Whole skeletal imaging was conducted on isoflorane-anesthetized mice at 2, 4, and 6 weeks of age using the Kodak DXS 4000 Pro System with Carestream MI 5.0.6 software (Bruker). Images were obtained at an X-ray energy of 35 kVp, f-stop of 5.6- and 2.4-min exposure time. Fractures were scored in humeri, femurs, and tibia on the basis of a notable fracture callous or bone deformity.

gDNA Isolation and Assessment

Genomic DNA was isolated from bone marrow flushed from the right femur, using QIAamp DNA mini kit (QIAGEN). TaqMan qPCR assays determined the amount of donor specific gDNA sequence (GFP) relative to a murine reference sequence (ApoB). Bone marrow isolated from CAG-EGFP mice was used to generate standard curves for quantitation.

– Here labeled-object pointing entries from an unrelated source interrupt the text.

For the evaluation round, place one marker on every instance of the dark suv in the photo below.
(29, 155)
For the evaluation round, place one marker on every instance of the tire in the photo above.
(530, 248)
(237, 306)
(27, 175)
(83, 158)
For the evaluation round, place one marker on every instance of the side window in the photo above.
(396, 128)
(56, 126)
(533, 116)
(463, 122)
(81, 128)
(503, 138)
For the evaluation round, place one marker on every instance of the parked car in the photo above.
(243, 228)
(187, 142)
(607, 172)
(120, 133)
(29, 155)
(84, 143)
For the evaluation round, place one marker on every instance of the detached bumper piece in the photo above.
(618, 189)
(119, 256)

Tissue Sectioning and Fluorescent Staining

Fluorescent staining for tartrate-resistant acid phosphatase (TRAP) and immunofluorescent staining were conducted on longitudinal cryosections of non-decalcified humeri supported on Kawamoto cryofilm (Section Lab). Fluorescence images were captured by confocal microscopy. For further details and antibodies, see Supplemental Experimental Procedures.

Quantitative Analysis

Cryosections were visualized by epifluorescence microscopy using an EGFP/DsRed dual band excitation filter set on an AxioImager M1 (Zeiss). Sections were scanned using 40× objective, and the number of positive staining cells were enumerated at morphologically distinct regions of interest: epiphyses (bone marrow and bone surface), growth plate, trabecular bone (primary and secondary spongiosa), cortical bone, and bone marrow. For further details, see Supplemental Experimental Procedures.